Movie Reviews in 100 Words or Less

Tuesday, July 29, 2014

Hercules

We're starting out with the 12 Labors of Hercules? Sweet! Wait, what? We're bypassing the hydras and impenetrable lions and grounding Hercules in reality? Awwwwww.....raspberries. Why does every fantasy movie have to get real and just a little dark? Can't they just be big, dumb fun anymore?

Monday, July 28, 2014

Wish I Was Here

I liken this movie to a sketch or rough draft: it's not completely fleshed out, but it has some interesting ideas. There was an abundance of Scrubsy zaniness--Rabbi watching YouTube, kids duct tapped to chairs, supermarket fistfight, cosplay, Turk. It didn't always contribute to the flow of the story, so at times I wanted Zach Braff to tilt his head and look up...imagining these odd tangents. You have to paint the broad strokes yourself: failed actor home-schools kids, reconnects with family, makes peace with dying father. That's where I would start, but what the fork do I know?

Tuesday, July 22, 2014

Snowpiercer

This is a film Terry Gilliam would make, go over budget on, have taken away by a studio, throw a tantrum over, then release independently. In short: it's weird. The good weird. People are riding on a train in a dystopian ice age. The train represents society and (literally) the passage of time, as the passengers live on the train.
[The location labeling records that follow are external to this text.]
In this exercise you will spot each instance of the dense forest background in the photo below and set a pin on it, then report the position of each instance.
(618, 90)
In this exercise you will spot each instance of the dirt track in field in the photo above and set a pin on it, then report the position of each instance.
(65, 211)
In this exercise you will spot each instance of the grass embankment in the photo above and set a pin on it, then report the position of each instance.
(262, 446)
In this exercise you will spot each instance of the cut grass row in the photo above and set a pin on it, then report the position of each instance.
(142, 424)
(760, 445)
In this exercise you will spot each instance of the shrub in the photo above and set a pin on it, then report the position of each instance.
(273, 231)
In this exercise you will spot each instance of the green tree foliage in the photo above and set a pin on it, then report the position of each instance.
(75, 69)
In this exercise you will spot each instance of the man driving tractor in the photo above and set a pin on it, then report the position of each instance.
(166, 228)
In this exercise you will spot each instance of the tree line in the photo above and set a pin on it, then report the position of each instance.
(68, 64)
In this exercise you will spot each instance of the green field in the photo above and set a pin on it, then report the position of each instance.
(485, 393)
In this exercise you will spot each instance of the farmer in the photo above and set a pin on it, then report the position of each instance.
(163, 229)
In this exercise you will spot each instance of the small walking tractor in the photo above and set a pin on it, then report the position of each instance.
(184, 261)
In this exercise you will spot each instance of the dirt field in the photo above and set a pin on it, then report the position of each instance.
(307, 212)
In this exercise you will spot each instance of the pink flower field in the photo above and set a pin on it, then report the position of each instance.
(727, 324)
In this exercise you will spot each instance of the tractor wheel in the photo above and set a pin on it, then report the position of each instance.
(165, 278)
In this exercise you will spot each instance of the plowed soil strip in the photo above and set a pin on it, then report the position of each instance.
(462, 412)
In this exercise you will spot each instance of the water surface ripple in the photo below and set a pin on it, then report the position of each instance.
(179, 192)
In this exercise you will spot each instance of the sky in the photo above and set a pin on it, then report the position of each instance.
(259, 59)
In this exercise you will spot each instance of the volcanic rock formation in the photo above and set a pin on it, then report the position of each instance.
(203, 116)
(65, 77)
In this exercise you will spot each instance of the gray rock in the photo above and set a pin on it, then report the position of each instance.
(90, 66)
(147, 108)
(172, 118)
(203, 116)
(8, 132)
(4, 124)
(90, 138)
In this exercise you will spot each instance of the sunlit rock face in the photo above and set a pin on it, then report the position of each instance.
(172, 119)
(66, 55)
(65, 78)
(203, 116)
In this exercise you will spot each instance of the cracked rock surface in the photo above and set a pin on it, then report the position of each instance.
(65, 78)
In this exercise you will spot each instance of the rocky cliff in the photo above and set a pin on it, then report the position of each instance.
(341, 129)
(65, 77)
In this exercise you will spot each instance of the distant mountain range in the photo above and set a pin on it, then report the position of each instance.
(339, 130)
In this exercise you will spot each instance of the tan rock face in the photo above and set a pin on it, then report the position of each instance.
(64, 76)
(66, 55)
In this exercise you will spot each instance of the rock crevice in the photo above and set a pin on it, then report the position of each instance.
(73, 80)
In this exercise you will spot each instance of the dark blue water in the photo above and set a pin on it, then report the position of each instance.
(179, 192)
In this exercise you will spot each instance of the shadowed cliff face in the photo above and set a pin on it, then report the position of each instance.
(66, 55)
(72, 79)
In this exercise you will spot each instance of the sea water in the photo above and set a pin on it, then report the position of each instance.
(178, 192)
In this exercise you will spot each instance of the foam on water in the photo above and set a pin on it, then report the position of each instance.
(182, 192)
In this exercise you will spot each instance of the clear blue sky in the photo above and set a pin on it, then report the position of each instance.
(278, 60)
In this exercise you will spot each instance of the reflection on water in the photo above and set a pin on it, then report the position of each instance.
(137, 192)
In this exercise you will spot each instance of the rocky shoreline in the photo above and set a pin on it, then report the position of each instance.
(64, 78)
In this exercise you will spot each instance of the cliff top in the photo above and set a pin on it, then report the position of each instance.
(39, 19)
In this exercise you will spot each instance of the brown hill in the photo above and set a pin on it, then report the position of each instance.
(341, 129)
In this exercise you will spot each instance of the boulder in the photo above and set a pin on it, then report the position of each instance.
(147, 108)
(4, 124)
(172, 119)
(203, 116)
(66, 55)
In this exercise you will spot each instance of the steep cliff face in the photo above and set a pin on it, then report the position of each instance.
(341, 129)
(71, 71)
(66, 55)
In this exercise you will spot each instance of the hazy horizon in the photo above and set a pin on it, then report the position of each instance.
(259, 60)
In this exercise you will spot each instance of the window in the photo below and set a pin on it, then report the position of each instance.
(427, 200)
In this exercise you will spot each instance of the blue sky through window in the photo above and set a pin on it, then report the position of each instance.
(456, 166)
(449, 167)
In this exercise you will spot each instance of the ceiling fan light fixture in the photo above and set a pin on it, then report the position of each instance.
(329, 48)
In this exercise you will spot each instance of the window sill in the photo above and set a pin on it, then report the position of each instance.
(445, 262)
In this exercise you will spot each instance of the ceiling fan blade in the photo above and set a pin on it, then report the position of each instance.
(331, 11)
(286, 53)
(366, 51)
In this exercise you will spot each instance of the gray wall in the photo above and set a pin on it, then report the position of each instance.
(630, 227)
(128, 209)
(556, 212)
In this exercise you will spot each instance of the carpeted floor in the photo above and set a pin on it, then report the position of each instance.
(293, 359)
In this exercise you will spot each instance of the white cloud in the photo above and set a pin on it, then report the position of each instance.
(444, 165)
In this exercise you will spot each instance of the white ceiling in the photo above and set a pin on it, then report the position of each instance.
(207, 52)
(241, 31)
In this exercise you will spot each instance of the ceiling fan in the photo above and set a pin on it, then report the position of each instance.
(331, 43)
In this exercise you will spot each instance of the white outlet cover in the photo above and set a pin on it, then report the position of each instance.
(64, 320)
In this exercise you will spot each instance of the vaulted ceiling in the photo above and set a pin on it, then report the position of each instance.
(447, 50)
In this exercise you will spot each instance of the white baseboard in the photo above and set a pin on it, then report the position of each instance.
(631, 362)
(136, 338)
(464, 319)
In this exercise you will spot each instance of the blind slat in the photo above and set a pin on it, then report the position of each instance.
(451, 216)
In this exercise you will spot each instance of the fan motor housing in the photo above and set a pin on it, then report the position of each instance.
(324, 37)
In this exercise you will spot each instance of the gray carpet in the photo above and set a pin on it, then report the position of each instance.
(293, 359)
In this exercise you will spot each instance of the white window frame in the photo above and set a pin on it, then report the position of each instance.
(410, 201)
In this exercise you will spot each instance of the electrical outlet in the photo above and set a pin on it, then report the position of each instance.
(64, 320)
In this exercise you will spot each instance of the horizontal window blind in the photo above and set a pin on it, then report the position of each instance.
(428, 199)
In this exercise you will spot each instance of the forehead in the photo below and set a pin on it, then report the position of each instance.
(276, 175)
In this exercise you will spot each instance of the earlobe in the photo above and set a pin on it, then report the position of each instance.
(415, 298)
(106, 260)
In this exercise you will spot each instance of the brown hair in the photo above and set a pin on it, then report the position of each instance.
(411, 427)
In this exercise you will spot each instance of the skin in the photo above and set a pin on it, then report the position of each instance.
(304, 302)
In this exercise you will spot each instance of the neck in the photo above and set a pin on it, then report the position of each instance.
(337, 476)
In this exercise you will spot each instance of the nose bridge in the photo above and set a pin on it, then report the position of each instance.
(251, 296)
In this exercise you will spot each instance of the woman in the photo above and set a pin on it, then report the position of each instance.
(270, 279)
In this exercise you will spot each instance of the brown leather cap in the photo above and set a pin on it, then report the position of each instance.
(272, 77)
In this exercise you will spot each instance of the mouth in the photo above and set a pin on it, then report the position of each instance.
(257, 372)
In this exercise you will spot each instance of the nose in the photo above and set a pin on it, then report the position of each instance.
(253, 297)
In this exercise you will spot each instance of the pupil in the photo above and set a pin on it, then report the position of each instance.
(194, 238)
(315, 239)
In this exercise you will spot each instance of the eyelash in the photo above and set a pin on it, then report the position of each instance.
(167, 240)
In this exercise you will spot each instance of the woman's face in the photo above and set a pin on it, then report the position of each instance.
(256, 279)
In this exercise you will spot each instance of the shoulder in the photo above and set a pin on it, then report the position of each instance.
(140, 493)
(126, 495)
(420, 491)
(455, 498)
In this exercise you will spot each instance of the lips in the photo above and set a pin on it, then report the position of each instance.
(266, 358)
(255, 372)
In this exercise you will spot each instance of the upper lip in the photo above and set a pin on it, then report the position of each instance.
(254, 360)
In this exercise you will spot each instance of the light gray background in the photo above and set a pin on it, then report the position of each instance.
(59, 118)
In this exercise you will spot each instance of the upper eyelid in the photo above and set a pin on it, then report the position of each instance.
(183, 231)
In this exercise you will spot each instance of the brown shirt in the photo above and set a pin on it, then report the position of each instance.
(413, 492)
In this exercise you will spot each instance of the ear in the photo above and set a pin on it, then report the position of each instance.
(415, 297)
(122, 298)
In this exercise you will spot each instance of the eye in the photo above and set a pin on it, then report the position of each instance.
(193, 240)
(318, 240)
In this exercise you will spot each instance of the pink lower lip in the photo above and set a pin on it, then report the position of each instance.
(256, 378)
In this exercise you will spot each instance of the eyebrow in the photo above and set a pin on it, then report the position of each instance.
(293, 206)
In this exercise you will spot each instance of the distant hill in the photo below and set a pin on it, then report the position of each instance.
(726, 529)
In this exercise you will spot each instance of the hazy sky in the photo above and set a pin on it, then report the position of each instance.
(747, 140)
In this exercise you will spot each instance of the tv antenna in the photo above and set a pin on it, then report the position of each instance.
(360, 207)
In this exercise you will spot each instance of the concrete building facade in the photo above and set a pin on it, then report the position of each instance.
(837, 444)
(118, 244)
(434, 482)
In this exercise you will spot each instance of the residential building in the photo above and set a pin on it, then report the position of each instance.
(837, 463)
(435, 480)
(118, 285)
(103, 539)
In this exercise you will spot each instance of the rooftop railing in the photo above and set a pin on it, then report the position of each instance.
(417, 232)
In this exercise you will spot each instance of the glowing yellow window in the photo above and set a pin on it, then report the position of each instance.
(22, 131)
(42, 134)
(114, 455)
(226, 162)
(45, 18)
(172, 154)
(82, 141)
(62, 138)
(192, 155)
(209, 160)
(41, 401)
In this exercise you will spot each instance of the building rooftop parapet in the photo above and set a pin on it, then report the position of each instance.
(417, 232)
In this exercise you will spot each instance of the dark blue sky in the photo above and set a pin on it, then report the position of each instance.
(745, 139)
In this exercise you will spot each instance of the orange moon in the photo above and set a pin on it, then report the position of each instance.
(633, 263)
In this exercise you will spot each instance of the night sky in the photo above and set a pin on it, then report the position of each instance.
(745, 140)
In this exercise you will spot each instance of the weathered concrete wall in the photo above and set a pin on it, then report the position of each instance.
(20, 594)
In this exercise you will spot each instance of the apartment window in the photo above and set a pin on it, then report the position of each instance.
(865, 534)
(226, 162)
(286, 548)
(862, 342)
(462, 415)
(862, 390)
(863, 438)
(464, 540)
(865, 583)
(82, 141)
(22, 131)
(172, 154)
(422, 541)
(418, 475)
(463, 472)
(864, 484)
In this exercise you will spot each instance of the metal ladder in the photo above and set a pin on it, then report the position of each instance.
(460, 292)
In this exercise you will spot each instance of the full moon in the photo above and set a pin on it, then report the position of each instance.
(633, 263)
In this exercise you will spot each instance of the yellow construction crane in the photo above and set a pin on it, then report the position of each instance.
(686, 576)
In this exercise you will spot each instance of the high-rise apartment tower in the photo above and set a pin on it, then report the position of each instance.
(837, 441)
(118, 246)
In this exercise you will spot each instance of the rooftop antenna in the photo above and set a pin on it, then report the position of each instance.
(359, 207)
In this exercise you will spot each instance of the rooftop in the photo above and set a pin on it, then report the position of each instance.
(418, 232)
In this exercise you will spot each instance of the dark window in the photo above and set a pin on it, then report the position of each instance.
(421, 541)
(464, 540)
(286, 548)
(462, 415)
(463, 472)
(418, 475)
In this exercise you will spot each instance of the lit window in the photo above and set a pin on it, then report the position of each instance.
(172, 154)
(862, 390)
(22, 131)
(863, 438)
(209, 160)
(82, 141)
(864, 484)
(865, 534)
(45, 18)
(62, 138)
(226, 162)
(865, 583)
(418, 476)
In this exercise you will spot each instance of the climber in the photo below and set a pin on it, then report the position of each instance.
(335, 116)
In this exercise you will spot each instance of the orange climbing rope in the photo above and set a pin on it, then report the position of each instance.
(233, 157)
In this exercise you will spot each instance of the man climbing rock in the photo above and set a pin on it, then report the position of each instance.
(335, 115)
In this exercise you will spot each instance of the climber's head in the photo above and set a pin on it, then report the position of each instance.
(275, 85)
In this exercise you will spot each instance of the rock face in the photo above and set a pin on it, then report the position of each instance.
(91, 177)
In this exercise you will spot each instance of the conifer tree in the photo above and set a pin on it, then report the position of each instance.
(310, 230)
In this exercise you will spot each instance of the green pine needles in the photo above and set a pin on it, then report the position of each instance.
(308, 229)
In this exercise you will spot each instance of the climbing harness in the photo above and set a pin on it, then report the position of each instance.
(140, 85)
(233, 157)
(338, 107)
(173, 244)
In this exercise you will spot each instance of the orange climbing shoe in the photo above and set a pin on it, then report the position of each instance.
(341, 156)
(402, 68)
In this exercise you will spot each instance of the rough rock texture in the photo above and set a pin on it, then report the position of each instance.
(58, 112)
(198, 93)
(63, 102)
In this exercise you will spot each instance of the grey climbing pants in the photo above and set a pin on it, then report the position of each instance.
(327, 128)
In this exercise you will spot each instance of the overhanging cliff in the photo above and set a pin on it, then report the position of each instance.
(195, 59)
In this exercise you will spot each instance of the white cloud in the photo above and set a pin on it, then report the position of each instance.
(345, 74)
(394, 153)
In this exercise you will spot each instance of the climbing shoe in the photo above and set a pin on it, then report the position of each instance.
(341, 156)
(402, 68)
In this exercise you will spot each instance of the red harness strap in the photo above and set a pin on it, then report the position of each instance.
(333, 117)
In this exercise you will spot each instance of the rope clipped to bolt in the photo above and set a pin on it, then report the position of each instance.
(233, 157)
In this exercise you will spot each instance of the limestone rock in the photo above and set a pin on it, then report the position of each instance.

People are separated by rail cars: poorest in the back, richest in the front, and everything in between--schools, foliage, water, sushi, dance clubs. But, with any good revolution, the downtrodden must revolt, disrupt the status quo, and derail the train.  

Sunday, July 20, 2014

Boyhood

Filmed over 12 years with the same collective of actors--the child actors mature into young adults, the adult actors become a little more weathered with each passing year. That by itself was fascinating to watch. It's not a longitudinal documentary & it doesn't have a traditional story structure, but you feel like you're being given a glimpse into the development (mentally & physically) of a young boy. He is witness to divorce, alcoholism, abuse--what has unfortunately become the contemporary family bullshoot. But you watch it all unfold as well, like a concerned 3rd party, a voyeur into someone else's life. 

Tuesday, July 15, 2014

Apes @Dawn

Probably the most unexpectedly unique thing about this movie is that it's about apes. The humans are secondary. Unlike a modern superhero movie where you wait almost an hour just to see the forking costume, the story focuses on the tribe of apes. There's power struggles, familial tension, combat that is brutal and emotional. You almost forget you're watching something a team of tech nerds created on iMacs. They captured the eyes of their subject, which is a difficult task for any artist to accomplish. There's pain and anger, probably taken directly from the motion capture actors. Andy Serkis 4eva.

Sunday, July 13, 2014

Transformers...Again

What the fork is a Transformer? I watched the cartoon as a kid, I'm 4 movies deep, and I have no idea what these things are. They're aliens from planet Cybertron. Great! But they're also robots. Robots that can change into cars and planes and split. And they have creators: ancient beings that want to destroy them...like Prometheus. The more I watch these movies, the more I wonder if a) story ideas are transcribed in drug-fueled staff meetings or b) scripts are generated randomly by a Micheal Bay super computer. A sexy computer with tight pants and pouting lips.